Views from 7TepeSahne
If you’re looking for a classic Istanbul shot, then the views from 7TepeSahne rooftop cafe are a great option! Come around sunset and enjoy a cup of tea and some hookah. There may be a bit of a wait to snag a photo, but the views anywhere on the deck are great!
Where to eat
There are so many incredible places to eat in Istanbul. On our recent visit we ate often and a lot. Here are just a few of my favorite spots that we enjoyed:
- Adem Baba
- Arada Cafe
- Namli Gurme
- Sehzade Erzurum Cag Kebabi
Best bars in Istanbul
Just like restaurants, there is no shortage of great bars. One thing to note however is that most hookah bars do not serve alcohol. Heavy drinking is not a big part of Turkish culture. But you can still find reasonably priced alcohol throughout Istanbul. Make sure to try their local Raki. Here are a few of my favorite bars that we drank at (or heard good things about):
- Alexandra Cocktail Bar
- Geyik Bar
- Monkey Istanbul
What to pack
What you pack when visiting Istanbul will differ greatly depending on which season you visit! That said, there are a few staples for any season:
- Good walking shoes – I recently got walking sneakers from Saucony and love them (check them out here!)

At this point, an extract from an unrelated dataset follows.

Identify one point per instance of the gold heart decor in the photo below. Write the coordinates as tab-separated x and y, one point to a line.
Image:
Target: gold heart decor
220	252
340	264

- A scarf or sarong – this will work to cover your shoulders and head when entering any mosques
- Maxi dresses or skirts – when the weather permits, maxi dresses and skirts are perfect for sightseeing and keeping your knees covered. I also love flowy pants that are lightweight.
- Jacket – in the summer/fall a light jacket like a jean jacket is more than enough! However, during the winter months it gets cold so you will need a proper winter jacket.
- Earplugs – you can often hear the early morning prayers from your hotel, so you’ll want to block this out if you’re not an early riser.
Overall, you will only need to dress conservatively when entering religious sites. That said, for ladies I would still avoid outfits that show your stomach or excessive cleavage when traveling to Istanbul.
Where to stay in Istanbul
We stayed at SuB Karakoy, located in the Karakoy neighborhood. Although a bit touristy, we enjoyed staying here as many of the city’s best attractions were walking distance. It was also neighby to many great restaurants and cafes. The hotel itself was nothing special but it was affordable, clean, and came with a delicious breakfast.